MODULE 2: Exam practice & babies

 Exam practice

_________________________


Module 2: Childhood


Question for this module: is childhood good or bad for children?
  • good or bad during the period of childhood
  • good or bad intrinsically, not instrumentally
  • next time: Sarah Hannan, "Why childhood is bad for children"
  • today: babies


Alison Gopnik
  • The Philosophical Baby: What Children's Minds Tell Us About Truth, Love, and the Meaning of Life (Picador, 2009)
  • Alison Gopnik is a professor of philosophy and psychology at Berkeley

Chapter 1: What is childhood? Why is human childhood so long?
    "What is childhood? It's a distinctive developmental period in which young human beings are uniquely dependent on adults." (Gopnik p. 10) DEPENDENCY

    Humans have a wealth of knowledge that enables us to adapt to and modify different environments, so children have a huge amount to learn. (Gopnik p. 10) DEFICIENCY 

    But Gopnik is arguing for a positive view of childhood
    • "In some ways, young children are actually smarter, more imaginative, more caring, and even more conscious than adults are." (Gopnik p. 5).
    • "Human development is more like metamorphosis, like caterpillars becoming butterflies." (Gopnik p. 9) 
    • Except children are butterflies and gradually become boring ol' caterpillars



    _________________________

    Chapter 4: What is it like to be a baby?
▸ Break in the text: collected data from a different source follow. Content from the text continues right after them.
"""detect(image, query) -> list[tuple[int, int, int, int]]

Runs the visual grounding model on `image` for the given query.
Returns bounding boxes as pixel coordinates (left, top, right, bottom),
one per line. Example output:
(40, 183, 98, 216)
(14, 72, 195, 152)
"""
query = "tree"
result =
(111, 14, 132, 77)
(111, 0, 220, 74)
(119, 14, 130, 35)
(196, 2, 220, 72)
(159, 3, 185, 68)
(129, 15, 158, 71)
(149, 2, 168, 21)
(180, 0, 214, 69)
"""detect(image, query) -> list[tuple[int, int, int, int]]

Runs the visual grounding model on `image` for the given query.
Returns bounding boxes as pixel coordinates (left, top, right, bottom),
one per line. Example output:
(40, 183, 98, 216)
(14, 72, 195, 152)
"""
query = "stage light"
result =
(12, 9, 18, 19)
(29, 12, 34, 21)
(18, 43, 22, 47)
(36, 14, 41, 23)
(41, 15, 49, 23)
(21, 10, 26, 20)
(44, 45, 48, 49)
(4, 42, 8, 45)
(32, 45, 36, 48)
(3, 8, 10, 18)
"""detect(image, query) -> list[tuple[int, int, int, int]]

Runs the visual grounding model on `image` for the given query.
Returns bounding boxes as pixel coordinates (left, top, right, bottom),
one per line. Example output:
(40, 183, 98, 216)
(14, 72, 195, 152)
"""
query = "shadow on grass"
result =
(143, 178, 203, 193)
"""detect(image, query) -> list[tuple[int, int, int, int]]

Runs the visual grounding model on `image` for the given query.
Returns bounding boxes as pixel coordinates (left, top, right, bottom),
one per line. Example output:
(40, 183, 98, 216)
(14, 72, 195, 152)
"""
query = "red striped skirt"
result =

Babies are "more conscious"

    Babies = children under 3 years old

    Gopnik's argument:
    1. If you are conscious of more, then you are more conscious. 
    2. Babies are conscious of more.  THEREFORE
    3. Babies are more conscious.
    lantern awareness  (babies) vs. spotlight awareness (adults)

    _________________________

    Note: We didn't discuss the material below

    How she supports premise 2 -- babies are conscious of more
    1. babies mostly have exogenous attention (from outside) (p. 116-120) whereas adults have endogenous & exogenous attention; our endogenous attention reduces our exogenous attention
      • the gorilla example
    2. we do routine things on "automatic pilot" (little consciousness) but babies don't
    3. a baby's frontal cortex (which supplies focus) is undeveloped
    4. the two-card experiment (p. 118)
    5. "Infant brains have abundant cholinergic [excitatory] transmitters but the inhibitory transmitters only develop later." (p. 119)
      • excitatory: if N fires, M is more likely to fire
      • inhibitory: if N fires, M is less likely to fire
    6. more drugs are needed to anesthetize a baby (p. 120)
      • note: people used to think just the opposite
    _________________________


    We gradually lose this sort of consciousness as we grow up, but can regain it
    • travel to a new place without a purpose
    • unfocused meditation
    _________________________

    Do babies enjoy their heightened consciousness?